NVIDIA / NeMo

A scalable generative AI framework built for researchers and developers working on Large Language Models, Multimodal, and Speech AI (Automatic Speech Recognition and Text-to-Speech)
https://docs.nvidia.com/nemo-framework/user-guide/latest/overview.html
Apache License 2.0
12.2k stars 2.54k forks source link

Sortformer Integration Release Inquiry #10491

Open caliber1313 opened 2 months ago

caliber1313 commented 2 months ago

Hello NeMo Team,

I’m just a student highly inspired by your work on speaker diarization. I’m particularly excited about Sortformer and its novel use of Sort Loss to address the permutation problem in speaker diarization.

I’m eager to use Sortformer in my at home research and would like to ask if there is an expected release date for it within the NVIDIA NeMo framework.

Thank you for your time and amazing contributions.

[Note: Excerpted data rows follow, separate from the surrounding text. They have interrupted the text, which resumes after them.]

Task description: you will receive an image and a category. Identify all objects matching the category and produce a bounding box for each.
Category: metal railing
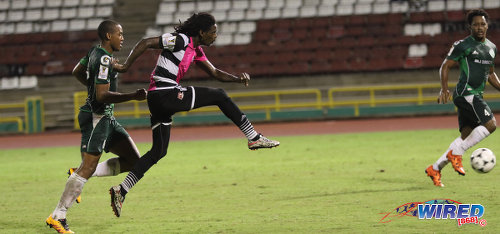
[73,83,500,129]
[0,97,44,133]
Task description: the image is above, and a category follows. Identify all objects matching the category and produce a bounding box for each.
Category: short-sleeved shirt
[148,32,208,91]
[447,36,497,98]
[79,45,118,116]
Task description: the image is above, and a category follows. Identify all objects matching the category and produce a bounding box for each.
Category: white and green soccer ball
[470,148,496,173]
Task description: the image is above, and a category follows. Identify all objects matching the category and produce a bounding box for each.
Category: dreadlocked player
[108,12,279,217]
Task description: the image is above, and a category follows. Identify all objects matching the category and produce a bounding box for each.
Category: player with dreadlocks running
[108,12,279,217]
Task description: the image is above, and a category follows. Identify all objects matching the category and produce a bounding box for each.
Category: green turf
[1,129,499,233]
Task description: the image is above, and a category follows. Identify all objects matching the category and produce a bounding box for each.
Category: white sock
[238,115,258,140]
[92,157,121,177]
[52,173,87,220]
[454,125,490,155]
[433,137,463,171]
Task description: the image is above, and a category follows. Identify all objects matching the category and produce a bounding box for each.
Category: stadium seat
[11,0,28,9]
[214,0,231,11]
[233,0,249,10]
[78,7,96,19]
[318,6,334,16]
[179,1,195,12]
[484,0,500,8]
[391,0,408,13]
[446,0,463,11]
[299,6,317,18]
[336,4,354,16]
[195,1,212,11]
[63,0,80,7]
[264,8,281,19]
[96,6,113,17]
[27,0,43,8]
[246,9,264,20]
[464,0,481,10]
[81,0,98,6]
[227,10,245,21]
[7,10,24,22]
[282,8,300,18]
[427,0,445,12]
[47,0,63,7]
[159,2,176,13]
[42,8,59,21]
[372,2,390,14]
[249,0,267,9]
[355,3,372,15]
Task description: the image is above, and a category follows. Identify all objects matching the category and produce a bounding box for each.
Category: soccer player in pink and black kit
[109,12,279,217]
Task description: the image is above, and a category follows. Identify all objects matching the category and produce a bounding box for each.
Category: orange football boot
[446,150,465,175]
[425,165,444,187]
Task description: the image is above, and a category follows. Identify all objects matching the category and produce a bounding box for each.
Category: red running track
[0,115,473,149]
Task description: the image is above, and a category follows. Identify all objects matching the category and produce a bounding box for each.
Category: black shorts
[147,85,234,126]
[147,86,196,124]
[454,95,494,131]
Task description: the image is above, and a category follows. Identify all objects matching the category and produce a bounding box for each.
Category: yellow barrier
[0,102,24,132]
[73,89,322,129]
[73,83,500,128]
[0,97,44,133]
[0,117,23,132]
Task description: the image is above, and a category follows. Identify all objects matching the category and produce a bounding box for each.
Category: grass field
[1,128,499,233]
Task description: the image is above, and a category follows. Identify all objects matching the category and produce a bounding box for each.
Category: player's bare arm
[487,66,500,91]
[96,83,147,103]
[196,60,250,86]
[72,63,88,86]
[438,59,457,104]
[113,37,162,73]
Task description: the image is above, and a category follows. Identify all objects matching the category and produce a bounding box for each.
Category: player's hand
[112,58,127,73]
[135,88,147,100]
[239,73,250,87]
[437,89,451,104]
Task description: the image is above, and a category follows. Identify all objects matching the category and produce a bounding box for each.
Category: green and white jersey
[79,45,118,116]
[447,36,497,98]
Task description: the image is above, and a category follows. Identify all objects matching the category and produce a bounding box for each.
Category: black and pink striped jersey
[148,32,208,91]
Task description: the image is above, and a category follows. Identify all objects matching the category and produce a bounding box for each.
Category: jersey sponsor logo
[162,34,176,51]
[472,50,479,55]
[98,65,109,80]
[473,59,493,65]
[100,55,111,66]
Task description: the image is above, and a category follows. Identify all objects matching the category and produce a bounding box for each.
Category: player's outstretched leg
[46,214,74,234]
[67,168,82,203]
[248,133,280,150]
[446,150,465,175]
[425,165,444,187]
[109,185,125,217]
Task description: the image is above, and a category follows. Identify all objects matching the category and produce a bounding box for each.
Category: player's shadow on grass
[280,186,425,200]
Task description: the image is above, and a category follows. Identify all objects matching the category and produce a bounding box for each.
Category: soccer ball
[470,148,496,173]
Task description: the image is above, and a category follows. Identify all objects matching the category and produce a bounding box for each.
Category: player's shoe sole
[67,168,82,203]
[425,165,444,187]
[110,185,124,217]
[248,134,280,150]
[46,214,74,233]
[446,150,465,176]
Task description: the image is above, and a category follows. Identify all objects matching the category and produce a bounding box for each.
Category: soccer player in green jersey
[45,20,147,233]
[426,9,500,187]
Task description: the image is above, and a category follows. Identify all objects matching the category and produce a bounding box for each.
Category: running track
[0,115,477,149]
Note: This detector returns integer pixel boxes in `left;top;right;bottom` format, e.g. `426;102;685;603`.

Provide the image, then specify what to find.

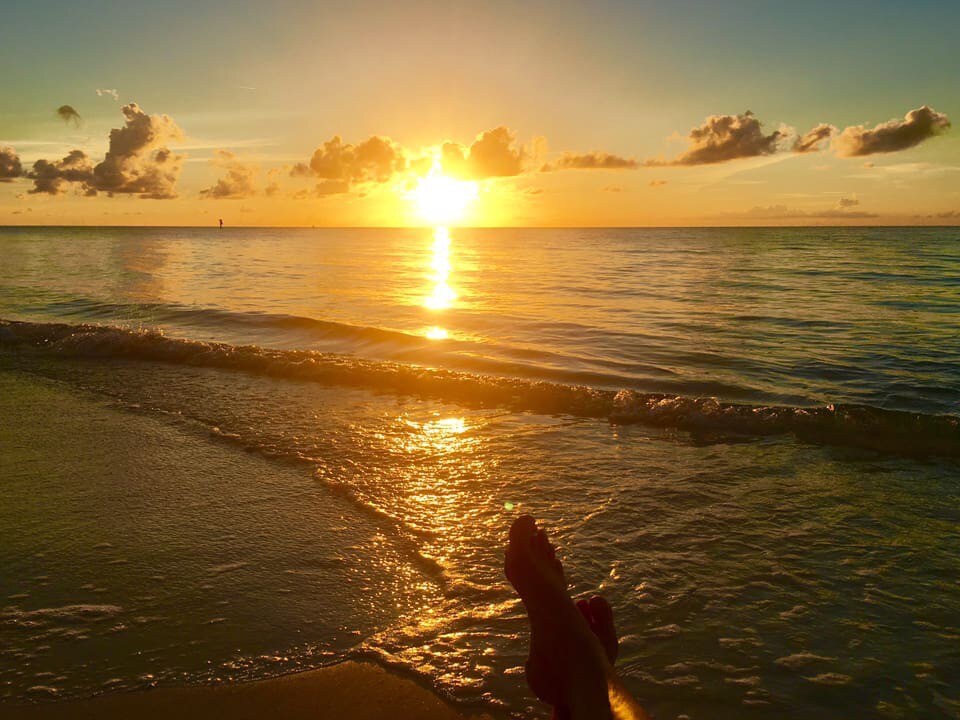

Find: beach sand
2;661;497;720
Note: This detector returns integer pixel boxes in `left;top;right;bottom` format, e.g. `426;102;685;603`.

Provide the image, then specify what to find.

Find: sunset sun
409;166;478;226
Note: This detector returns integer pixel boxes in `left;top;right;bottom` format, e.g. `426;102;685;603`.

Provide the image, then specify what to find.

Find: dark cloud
441;127;526;179
28;150;95;195
27;103;184;199
299;135;406;189
603;185;623;193
200;150;258;199
649;179;668;187
837;195;859;208
0;147;22;182
834;106;950;157
793;123;834;153
646;111;783;166
541;151;638;172
57;105;82;127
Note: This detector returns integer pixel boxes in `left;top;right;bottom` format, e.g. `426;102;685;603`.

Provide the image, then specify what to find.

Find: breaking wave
2;319;958;458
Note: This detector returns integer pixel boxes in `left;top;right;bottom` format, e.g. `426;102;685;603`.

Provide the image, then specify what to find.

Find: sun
409;164;478;226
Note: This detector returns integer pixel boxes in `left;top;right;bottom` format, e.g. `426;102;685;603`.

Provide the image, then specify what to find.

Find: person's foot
505;515;613;718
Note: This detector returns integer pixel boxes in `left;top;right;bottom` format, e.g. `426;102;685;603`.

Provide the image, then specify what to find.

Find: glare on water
423;226;457;340
424;227;456;311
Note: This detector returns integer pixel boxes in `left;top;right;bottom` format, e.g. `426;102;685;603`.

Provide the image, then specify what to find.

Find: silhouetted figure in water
506;515;651;720
219;218;223;229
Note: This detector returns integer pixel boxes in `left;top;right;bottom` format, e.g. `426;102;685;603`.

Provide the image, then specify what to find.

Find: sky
1;0;958;227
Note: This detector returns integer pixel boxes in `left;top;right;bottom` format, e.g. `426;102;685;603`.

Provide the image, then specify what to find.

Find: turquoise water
1;226;958;717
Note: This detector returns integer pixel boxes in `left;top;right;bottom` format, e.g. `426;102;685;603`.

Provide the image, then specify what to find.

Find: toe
510;515;538;545
588;595;614;629
534;529;549;555
587;595;618;663
576;598;593;623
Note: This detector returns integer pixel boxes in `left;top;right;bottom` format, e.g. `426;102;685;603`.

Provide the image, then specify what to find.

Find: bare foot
504;516;613;719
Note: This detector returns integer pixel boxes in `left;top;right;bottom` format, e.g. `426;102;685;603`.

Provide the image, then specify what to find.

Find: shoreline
1;661;501;720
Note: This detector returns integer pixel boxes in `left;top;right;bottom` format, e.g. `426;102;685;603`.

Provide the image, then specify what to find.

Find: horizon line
1;223;959;230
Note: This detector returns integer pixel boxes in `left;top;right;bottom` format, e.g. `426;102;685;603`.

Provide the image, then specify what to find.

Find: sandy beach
2;661;497;720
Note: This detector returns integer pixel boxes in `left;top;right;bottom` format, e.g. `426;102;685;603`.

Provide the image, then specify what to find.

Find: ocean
1;226;958;718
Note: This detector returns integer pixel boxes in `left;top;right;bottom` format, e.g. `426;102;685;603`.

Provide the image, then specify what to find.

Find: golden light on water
424;226;456;311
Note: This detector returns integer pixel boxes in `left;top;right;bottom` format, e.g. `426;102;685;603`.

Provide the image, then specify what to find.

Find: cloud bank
29;150;95;195
834;105;950;157
441;127;526;179
26;103;185;198
646;111;783;166
541;151;638;171
0;147;22;182
290;135;407;194
740;204;877;220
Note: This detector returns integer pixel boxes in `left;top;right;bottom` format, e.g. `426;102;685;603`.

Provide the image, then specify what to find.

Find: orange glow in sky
409;164;479;227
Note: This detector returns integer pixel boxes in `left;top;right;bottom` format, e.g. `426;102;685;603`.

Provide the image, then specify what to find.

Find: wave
21;298;684;391
2;319;958;458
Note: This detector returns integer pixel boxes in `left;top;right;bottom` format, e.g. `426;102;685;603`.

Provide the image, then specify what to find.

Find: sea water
1;226;958;718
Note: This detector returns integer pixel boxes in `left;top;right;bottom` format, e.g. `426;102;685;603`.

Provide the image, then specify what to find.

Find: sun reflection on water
423;226;456;340
424;226;456;311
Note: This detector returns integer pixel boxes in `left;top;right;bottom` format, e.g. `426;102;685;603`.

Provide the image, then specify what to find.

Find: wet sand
2;661;496;720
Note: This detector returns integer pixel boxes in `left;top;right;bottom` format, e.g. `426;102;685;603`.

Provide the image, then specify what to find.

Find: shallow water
1;227;958;717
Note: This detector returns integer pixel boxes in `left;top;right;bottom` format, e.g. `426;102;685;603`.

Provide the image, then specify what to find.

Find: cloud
441;126;526;179
96;89;119;101
0;147;23;182
646;111;783;166
28;150;95;195
739;204;877;220
310;135;406;182
293;135;406;193
289;162;312;178
200;150;258;199
793;123;834;153
837;195;859;208
834;105;950;157
57;105;82;127
541;151;638;172
649;179;668;187
27;103;185;199
89;103;184;198
929;210;959;219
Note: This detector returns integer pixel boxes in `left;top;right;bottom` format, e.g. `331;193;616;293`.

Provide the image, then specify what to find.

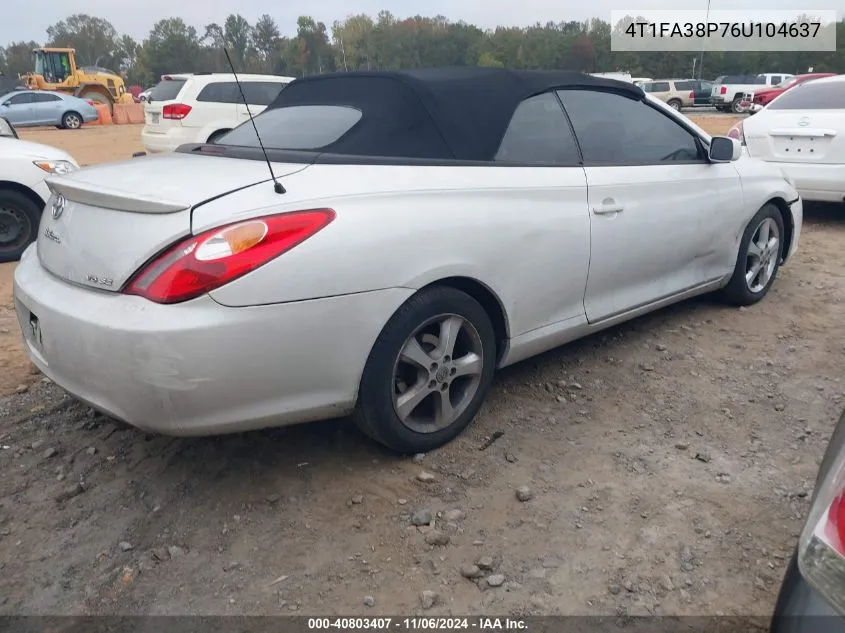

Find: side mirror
709;136;741;162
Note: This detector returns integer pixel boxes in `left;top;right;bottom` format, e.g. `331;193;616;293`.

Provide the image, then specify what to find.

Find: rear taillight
689;91;694;99
123;210;335;304
798;447;845;615
162;103;192;120
727;120;745;145
720;86;727;94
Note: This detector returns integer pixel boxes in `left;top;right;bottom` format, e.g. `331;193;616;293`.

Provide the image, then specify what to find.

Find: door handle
592;202;624;215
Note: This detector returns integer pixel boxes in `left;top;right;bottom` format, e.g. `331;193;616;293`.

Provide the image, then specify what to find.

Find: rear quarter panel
197;163;592;338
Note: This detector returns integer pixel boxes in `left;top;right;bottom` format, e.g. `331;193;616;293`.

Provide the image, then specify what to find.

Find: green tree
253;15;281;72
0;41;41;77
46;14;120;69
140;18;202;81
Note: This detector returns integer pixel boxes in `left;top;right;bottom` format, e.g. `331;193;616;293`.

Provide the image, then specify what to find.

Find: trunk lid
37;152;309;292
744;110;843;164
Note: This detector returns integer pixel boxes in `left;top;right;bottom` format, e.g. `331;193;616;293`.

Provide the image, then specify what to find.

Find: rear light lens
727;120;745;145
162;103;191;120
720;86;727;94
798;446;845;615
689;91;695;99
123;209;335;304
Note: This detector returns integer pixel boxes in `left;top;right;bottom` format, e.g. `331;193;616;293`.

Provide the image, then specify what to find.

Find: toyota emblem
51;194;65;219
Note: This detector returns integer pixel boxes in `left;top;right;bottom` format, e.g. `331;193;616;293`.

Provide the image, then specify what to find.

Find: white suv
141;73;295;153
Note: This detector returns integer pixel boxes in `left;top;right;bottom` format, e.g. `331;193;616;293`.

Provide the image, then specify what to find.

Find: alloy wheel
391;314;484;433
745;217;780;293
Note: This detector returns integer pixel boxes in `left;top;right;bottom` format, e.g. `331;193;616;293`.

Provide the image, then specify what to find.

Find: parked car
745;73;837;113
736;75;845;203
0;90;98;129
138;88;152;102
688;79;714;106
631;77;652;87
640;79;695;110
141;72;295;153
13;68;802;453
0;116;78;261
770;406;845;631
711;74;795;113
642;78;713;110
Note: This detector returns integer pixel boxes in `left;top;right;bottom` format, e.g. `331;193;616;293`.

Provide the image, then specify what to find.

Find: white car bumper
777;162;845;204
13;246;413;436
141;126;196;154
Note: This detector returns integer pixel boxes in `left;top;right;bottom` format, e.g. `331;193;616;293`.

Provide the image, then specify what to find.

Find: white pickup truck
710;73;795;113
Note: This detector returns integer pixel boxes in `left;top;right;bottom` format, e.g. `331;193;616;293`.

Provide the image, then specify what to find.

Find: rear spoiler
46;175;188;214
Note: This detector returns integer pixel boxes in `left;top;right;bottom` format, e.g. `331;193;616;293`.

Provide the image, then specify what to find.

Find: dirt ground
2;116;843;617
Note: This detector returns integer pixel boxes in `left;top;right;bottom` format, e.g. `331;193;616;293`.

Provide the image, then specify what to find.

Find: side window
33;93;61;103
557;89;704;165
674;80;693;91
651;81;671;92
242;82;286;106
7;93;35;105
770;75;782;85
196;82;240;104
494;92;580;166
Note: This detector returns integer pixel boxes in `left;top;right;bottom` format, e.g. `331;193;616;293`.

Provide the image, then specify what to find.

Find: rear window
148;79;186;102
768;81;845;110
217;105;363;150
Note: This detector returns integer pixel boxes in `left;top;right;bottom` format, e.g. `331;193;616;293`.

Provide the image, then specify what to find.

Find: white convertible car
14;68;802;453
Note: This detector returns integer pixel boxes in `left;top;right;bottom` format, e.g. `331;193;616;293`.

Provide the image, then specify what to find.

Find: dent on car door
492;91;590;332
557;88;743;324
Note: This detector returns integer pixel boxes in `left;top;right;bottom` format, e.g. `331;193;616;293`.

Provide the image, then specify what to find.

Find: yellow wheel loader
21;48;135;112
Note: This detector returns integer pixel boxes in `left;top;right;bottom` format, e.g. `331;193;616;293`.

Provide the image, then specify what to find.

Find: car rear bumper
13;246;412;436
141;126;194;153
770;550;844;633
709;96;729;105
775;162;845;203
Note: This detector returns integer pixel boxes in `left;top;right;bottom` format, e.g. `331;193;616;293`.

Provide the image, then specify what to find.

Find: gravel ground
1;202;843;617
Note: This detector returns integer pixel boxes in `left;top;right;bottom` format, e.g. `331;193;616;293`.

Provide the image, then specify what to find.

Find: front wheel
667;99;682;111
730;97;745;114
719;203;785;306
0;189;40;263
354;286;497;453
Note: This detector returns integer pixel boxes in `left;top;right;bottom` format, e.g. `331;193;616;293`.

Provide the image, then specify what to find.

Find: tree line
1;12;842;88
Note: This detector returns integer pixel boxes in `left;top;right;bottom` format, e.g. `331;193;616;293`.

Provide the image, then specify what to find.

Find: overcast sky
5;0;844;45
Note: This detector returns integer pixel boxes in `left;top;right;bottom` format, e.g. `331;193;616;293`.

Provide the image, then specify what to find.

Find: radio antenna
223;47;285;194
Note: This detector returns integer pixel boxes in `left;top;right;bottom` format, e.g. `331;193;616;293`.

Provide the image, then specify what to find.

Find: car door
694;81;712;105
0;92;36;126
31;93;64;125
557;88;743;324
492;91;591;328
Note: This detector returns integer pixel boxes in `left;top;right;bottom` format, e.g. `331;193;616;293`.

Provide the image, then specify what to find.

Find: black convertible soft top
265;67;644;162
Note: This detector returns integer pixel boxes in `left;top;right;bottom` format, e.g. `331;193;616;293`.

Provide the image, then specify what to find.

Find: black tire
667;99;682;111
716;106;730;113
0;189;41;263
353;286;497;453
730;96;744;114
61;111;83;130
719;203;785;306
207;129;230;144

tango4j commented 2 months ago

Hi, Thank you for showing interest on our work. The model needs to go through approval processs and PR-reviews. I am planning to release everything by the end of October 2024, but this could be delayed. I will reply to this thread as soon as we release the model. Thank you.

PhamDangNguyen commented 1 month ago

hi

1998karen commented 1 week ago

Hello! Thank you for your work! Are there any updates? Will the Sortformer code be published?

KeystoneScience commented 1 day ago

Hey, checking in on this as well, are there any updates with the code release for experimentation?